Does it mean that every word is true?

Does it mean that every story is inspiring?

Does it mean that God sanctions all that is written in the Bible?

Does it mean that God is happy with everything that is said and done 'in his name'?

We know that God's love is such that it is not out to 'take us over' and in some way supplant our individuality; rather, God works to make us more fully the people - the very best people - we can be, with all our gloriously different personalities. In this way together we might just begin to reflect the unfathomable richness that is 'the likeness of God'. Jesus tells us, 'I came so that everyone would have life, and have it in its fullest' John 10:10 (CEV).

So this must also be true of the many writers of the story of the Bible. They weren't taken over to become robot secretaries; every word wasn't dictated to them; but rather, their own personalities, family backgrounds, perspectives and idiosyncrasies are also there as they express to the best of their abilities God's story as they saw it and God's words as they heard them. And by God's Holy Spirit they wrote far more than they knew they were writing, while still remaining themselves.

So when we read the stories in the Old Testament with our children, we need to recognise how the characters of the writers have an influence on what was written. These writers were fallible human beings, as they wrote down what happened to themselves, their families and their nation. They were limited human beings, as they tried to make sense of what God was doing, what God was like and what God was saying to them in their generation.

So it is no surprise to find that they are often influenced by their culture, by tribalism, nationalism and even paganism. Their view of God was not complete. But remarkably, although trapped within their own time in history and their own particular mindset, they were again and again gifted to see greater truths than they could have imagined on their own.

Their history and geography meant that they often wrote about a God who was exclusively 'on their side'; a God who delighted in the destruction of their enemies; a God whose nature they described with the military and triumphalistic metaphors of their day. But they were nevertheless inspired because, mixed in with this, there is something more: a movement towards a truer picture of God; a God of infinite mercy and a God who forgives his enemies; a God who is for the whole world and who is not just tribal; a God who is wonderfully inclusive, not merely nationalistic.

The Bible's stories are recorded by writers, who, like you and me, are growing up into the knowledge of God. We are joining them on a journey to discover more of who God is, who we are and what we may become. This is what makes this precious story inspired. It inspires us to search for the truth of God and our own true self, fulfilled in God.

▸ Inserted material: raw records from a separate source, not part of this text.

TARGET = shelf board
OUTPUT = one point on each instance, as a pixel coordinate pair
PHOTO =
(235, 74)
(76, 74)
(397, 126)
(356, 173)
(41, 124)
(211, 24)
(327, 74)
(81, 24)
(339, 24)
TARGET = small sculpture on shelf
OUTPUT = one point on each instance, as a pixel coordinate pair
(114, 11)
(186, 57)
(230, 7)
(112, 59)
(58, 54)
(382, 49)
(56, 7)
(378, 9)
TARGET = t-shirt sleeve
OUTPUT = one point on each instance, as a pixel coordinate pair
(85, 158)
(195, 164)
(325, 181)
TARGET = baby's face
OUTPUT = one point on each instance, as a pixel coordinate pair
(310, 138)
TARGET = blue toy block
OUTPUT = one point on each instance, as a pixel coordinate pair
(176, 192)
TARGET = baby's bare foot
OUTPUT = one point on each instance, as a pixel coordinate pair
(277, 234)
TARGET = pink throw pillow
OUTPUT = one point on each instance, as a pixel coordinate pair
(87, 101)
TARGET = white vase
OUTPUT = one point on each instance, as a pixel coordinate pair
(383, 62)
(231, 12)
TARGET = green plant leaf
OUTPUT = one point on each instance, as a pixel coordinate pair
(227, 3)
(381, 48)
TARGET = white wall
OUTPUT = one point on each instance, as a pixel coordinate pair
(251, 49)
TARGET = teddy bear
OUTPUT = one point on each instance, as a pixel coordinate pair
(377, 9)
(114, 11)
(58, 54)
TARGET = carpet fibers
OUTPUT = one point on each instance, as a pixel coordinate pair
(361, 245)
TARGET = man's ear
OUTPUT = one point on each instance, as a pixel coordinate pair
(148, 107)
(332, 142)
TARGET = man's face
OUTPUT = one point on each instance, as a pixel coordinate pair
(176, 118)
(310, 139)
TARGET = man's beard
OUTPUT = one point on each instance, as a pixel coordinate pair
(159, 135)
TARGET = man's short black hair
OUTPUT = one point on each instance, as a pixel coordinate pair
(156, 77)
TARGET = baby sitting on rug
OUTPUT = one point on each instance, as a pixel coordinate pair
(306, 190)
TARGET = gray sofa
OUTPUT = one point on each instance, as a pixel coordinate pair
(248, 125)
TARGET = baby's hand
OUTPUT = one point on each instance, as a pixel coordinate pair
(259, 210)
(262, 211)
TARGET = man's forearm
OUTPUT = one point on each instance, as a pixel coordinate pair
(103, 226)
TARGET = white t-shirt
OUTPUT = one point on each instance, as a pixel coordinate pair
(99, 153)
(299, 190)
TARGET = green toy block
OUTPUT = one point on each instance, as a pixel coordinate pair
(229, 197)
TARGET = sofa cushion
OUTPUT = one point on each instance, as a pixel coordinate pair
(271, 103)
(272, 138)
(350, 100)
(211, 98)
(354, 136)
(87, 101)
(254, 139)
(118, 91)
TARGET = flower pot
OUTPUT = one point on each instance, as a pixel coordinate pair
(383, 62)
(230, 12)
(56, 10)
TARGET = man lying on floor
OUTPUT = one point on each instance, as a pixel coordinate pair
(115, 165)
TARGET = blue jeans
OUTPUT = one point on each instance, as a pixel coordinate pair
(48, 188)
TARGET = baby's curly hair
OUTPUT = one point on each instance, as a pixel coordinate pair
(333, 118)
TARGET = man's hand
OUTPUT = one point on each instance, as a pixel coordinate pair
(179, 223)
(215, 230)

The inspiration of scripture often lies in between the words of the story, drawing us ever onward into the likeness of Christ, who is the true direction and fulfilment of all scripture.

So, what does it mean that all scripture is inspired by God? For me, it means:

This is inspiring! The story of the Bible is inspired by God and as such is a means of grace to help us become more like Jesus as we open its pages and our lives to its message. And this is also what I long that the children I work with might discover about our special book, The Bible.